The Sopranos (2007): O final controverso da série cortou para o preto exatamente no clímax de "Don't Stop Believin'", criando um dos momentos mais discutidos da história da televisão. A cena mostrou Tony Soprano (James Gandolfini) em uma lanchonete com sua família, a música tocando ao fundo, e então um corte abrupto para o preto. Esse final ambíguo gerou debates por anos e apresentou a música para uma nova geração. Glee (2009): O seriado musical usou "Don't Stop Believin'" como hino principal, performando-a no episódio piloto. A performance se tornou viral e apresentou a música para a Geração Y e Z. Esses dois momentos transformaram "Don't Stop Believin'" de um hit dos anos 80 em um fenômeno cultural do século 21, impulsionando suas vendas digitais para mais de 7 milhões de downloads.
10Quantos álbuns o Journey vendeu mundialmente?
O Journey vendeu entre 80-100 milhões de álbuns mundialmente, tornando-se uma das bandas mais vendidas da história. A banda tem 25 certificações de ouro e platina pela RIAA (Recording Industry Association of America) e lançou 15 álbuns de estúdio, além de 5 álbuns ao vivo, 11 coletâneas e 52 singles. O álbum Greatest Hits (1988) vendeu mais de 18 milhões de cópias, e Escape (1981) vendeu mais de 9 milhões apenas nos EUA. Com 19 hits Top 40 e uma carreira de 53 anos (1973-2026), o Journey continua sendo uma das bandas de rock mais bem-sucedidas e influentes de todos os tempos.

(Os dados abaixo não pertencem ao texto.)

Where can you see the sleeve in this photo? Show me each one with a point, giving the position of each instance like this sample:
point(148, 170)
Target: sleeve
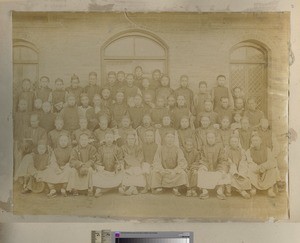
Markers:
point(74, 159)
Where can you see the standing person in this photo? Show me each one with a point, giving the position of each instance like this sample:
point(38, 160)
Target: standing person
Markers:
point(82, 159)
point(186, 92)
point(43, 91)
point(263, 171)
point(27, 94)
point(164, 89)
point(70, 114)
point(134, 179)
point(213, 171)
point(58, 96)
point(75, 89)
point(221, 91)
point(92, 88)
point(192, 156)
point(168, 168)
point(108, 173)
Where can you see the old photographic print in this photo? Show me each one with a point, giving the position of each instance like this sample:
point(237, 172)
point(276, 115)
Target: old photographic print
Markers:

Conclusão: nunca pare de acreditar
A história da Banda Journey é a prova de que a música boa é imortal. Eles sobreviveram a mudanças de estilo, à saída de um vocalista lendário e às mudanças na indústria fonográfica.
De uma banda de jazz fusion de São Francisco em 1973 a titãs do arena rock nos anos 80, de Steve Perry — o "Sam Cooke do Rock" — a Arnel Pineda, o cantor filipino descoberto no YouTube que já foi morador de rua em Manila. Essa é uma das histórias mais incríveis de resiliência e renascimento na história do rock.

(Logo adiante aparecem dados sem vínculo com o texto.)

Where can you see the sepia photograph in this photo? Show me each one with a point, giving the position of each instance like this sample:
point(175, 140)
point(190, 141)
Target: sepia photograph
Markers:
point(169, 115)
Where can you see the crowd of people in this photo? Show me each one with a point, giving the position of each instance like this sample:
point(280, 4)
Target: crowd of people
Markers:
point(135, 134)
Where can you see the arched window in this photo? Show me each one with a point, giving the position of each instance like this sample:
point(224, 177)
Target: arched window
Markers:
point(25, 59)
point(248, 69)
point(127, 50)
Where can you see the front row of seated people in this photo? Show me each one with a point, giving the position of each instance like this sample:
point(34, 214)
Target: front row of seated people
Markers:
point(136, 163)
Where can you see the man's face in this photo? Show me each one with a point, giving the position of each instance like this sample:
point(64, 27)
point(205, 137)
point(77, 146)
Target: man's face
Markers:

"Don't Stop Believin'" não é apenas uma música — é um hino geracional que transcendeu décadas. Lançada em 1981, continua sendo a música do século 20 mais baixada na era digital, com 2,5 bilhões de streams no Spotify e 7 milhões de downloads. The Sopranos e Glee a revitalizaram para novas gerações, provando que boa música não envelhece — apenas se reinventa.
Seja na voz saudosa de Steve Perry ou na energia contagiante de Arnel Pineda, o Journey continua nos lembrando de uma coisa simples e poderosa: nunca pare de acreditar.
Em 2026, aos 53 anos de carreira, o Journey continua lotando estádios ao redor do mundo. Neal Schon, o único membro fundador ainda na banda, continua tocando sua guitarra com a mesma paixão de 1973. Jonathan Cain continua criando melodias no teclado. E Arnel Pineda, o homem que já foi morador de rua em Manila, continua cantando "Don't Stop Believin'" para plateias que incluem pais que cresceram com a música e filhos que a descobriram no TikTok.
Porque é isso que o Journey faz: eles criam trilhas sonoras para a vida. Para o primeiro beijo, para o último adeus, para o casamento, para a formatura, para o karaokê de sexta-feira à noite. Eles nos lembram que, não importa o que aconteça, devemos continuar acreditando.